Ritger’s DPI appointment was made possible by a grant from the USDA Animal and Plant Health Inspection Service, which has extensive experience battling the pest in other states. Its ALB Cooperative Eradication Program already has helped drive the invader out of two states.
South Carolina is the sixth state to detect an Asian longhorned beetle infestation. The pest has been eradicated from New Jersey and Illinois; eradication efforts are ongoing in New York, Massachusetts and Ohio.
With the change of seasons, the search for ALB in the Palmetto State will heat up. A link to an online reporting tool is atop the DPI invasive species web page at www.clemson.edu/invasives.

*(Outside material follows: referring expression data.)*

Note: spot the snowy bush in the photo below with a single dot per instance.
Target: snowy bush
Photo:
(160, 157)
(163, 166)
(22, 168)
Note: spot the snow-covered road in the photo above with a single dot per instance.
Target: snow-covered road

Reports can also be made through email at stopALB@clemson.edu or by phone to the S.C. Asian longhorned beetle eradication program office at 843-973-8329.
The Asian longhorned beetle takes its name from its abnormally long antennae.
“Adults are large (up to 1 1⁄2” long) black beetles with white spots, black and white striped antennae, and bluish feet,” said Dave Coyle, a Clemson assistant professor of Forest Health and Invasive Species who is among the researchers helping to identify the beetle’s habits in its new surroundings. “Signs of an infestation include large, pencil-sized holes on trees, bleeding from wounds on the trunk, and conical, chewed-out marks on the trunk.”
Although ALB currently is only known to be within the quarantine area in South Carolina, Long is taking a cautious approach.
“Right now, we do think it is only in Charleston County and immediately over the line in Dorchester,” he said. “But if that’s all we think, we may miss something, so we remain watchful.”